The payments, Hudbay representatives said, are still being made due to the company seeing Flin Flon as an important base for its Snow Lake operations - while few employees will still be working at the company's Flin Flon properties, Hudbay expects Flin Flon to support its Snow Lake-area employees, including being a place for some to live in and purchase housing in.

"Our footprint is a lot smaller in Flin Flon. When we look at that, we feel that this is a fair and beneficial agreement to the City of Flin Flon because this community supports our employees in Snow Lake," said Hudbay director of human resources Richard Trudeau, who represented Hudbay at the Sept. 7 announcement.

"When we talked about the percentage of the highest grant-in-lieu payment, that's equivalent to 2006, when we had a couple of mines running. We feel it's very fair for continued support in this community."

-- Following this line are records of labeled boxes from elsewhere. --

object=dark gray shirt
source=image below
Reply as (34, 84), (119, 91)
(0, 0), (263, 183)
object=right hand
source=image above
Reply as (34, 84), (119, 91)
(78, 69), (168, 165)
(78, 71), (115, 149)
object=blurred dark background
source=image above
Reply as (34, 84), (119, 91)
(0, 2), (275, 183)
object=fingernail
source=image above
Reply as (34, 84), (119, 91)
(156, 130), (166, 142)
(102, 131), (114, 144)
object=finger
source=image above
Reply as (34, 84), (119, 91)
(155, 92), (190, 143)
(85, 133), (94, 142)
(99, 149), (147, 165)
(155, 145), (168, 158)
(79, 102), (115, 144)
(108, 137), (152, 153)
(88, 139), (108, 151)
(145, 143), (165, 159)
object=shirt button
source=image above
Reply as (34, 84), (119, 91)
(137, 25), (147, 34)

"When you look at historical highs, we've had a grant-in-lieu that's been over $6 million. So, with 70 to 75 per cent being the number that they're saying is equal to what we'll be looking at in the future, that's about $4.5 to 5 million," said City treasurer Lyn Brown.

Brown and other City leaders said the cut of the grant kept by the City and paid out to the FFSD would need further discussion between the two groups.

"When it comes to the school division, we need to have a conversation with the school division with regard to how the formula looks moving forward. Until we have that discussion and get to an agreement with the school division, I can't give you that number [of how much money the City will have], because I don't know what it is," said Brown.

"There will be a reduction for them [FFSD], as well as a reduction for us, but we need to talk to them about that. That wasn't an obligation under the grant-in-lieu agreement - that agreement is between the City of Flin Flon, the province of Manitoba and Hudbay," said Flin Flon Mayor Cal Huntley.

"We've been discussing this with the City of Flin Flon for going on two years now. We didn't take this lightly, we've negotiated and I think we've come up with a very good agreement for both parties," said Trudeau.